Until fairly recently, xenon headlamps were considered the brightest among all the different types of car headlights in the market. The trademark bluish-white light of xenon headlamps can cut through darkness like a knife, and they are held in extremely high regard among car enthusiasts, often being retailed at ridiculously high prices.
However, things seem to be changing. Hella North America, a company specializing in various types, has developed a new type of car headlamps which utilize LED (light-emitting diode) technology to provide illumination. This has been made possible due to the economically feasible development of pure white LEDs, a very recent innovation of electronic lighting technology.
In the past, LEDs have seen a great deal of use in smaller-scale illumination devices, such as reading lamps and flashlights. The main strengths of LEDs are their low energy consumption, long operational lifetimes and amazing brightness. However, before Hella North America's bold venture into this field, it had not been expected that they can be used in car headlamps as well. And Hella has managed to stun the world nonetheless with the results of their research – the LEDs they are using in their latest series of car headlamps possess a luminous flux equivalent to that of conventional xenon lamps, while requiring substantially less energy.

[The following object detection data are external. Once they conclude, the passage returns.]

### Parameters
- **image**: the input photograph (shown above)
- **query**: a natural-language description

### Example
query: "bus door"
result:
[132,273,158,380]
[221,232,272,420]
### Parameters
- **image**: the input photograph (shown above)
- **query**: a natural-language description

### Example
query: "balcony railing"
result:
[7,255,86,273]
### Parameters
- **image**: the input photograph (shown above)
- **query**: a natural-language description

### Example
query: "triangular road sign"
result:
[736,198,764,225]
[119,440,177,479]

Hella's research on LED technology for car headlamps first started in 2008, in collaboration with Volkswagen, a renowned automobile manufacturer. So far, LED versions of all types of car lamps, including high beams, low beams, daytime running lights as well as direction indicators, have been successfully manufactured.
The technology behind LED car headlamps runs much deeper than simply substituting the conventional bulbs with LED alternatives. Due to the greatly different nature of LEDs as sources of illumination, the light needs to be focused specifically on the road, for which various optical systems need to be used. This is mostly achieved using a structure of seven pentagon-shaped plastic lenses, which are arranged in the form of a honeycomb, and a spade-like freeform reflector placed next to the lens module. The low beams are produced using four sections of the lens module in conjunction with the reflector, while the other three sections are responsible for the high beams.

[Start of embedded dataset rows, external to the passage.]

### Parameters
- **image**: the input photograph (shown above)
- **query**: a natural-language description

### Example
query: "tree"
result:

In case of directional indicators, three pairs of standard LEDs (located away from the lens module, below the reflector) work in conjunction with the freeform reflector.
The greatest advantage of using LEDs as headlamps is their modular nature and their phenomenal durability. LEDs last almost miraculously wrong, rarely malfunctioning, and can easily be swapped out in the event of failure. All in all, they require very little maintenance. Also, each optical element used in the headlamps can also be easily replaced with similar or superior alternatives.
The early prototype designs for LED headlamps could easily produce a luminous flux level of approximately 1,000 lumens for low beams, which puts it on par with most xenon headlamps available on the market. Due to the fact that individual LEDs have lower luminance, creating powerful high beams were somewhat more of a challenge. Several augmentations needed to be made to the headlamp structure in order to accommodate for and overcome this shortcoming.
Another problem which is faced with LED car headlamps is the immense amount of heat they produce when operating at high levels. In order to overcome this, development and installation of special cooling systems was required along with the lamp modules themselves. If left unchecked, the heat would not be properly dissipated and may cause permanent damage to the LEDs themselves.
In early 2009, the Audi R8 V10 became the world's first car to utilize LEDs in all its lamps. Promising up to four times more energy efficiency than conventional lighting systems, LED car headlamps promise to be the future of automobile lighting.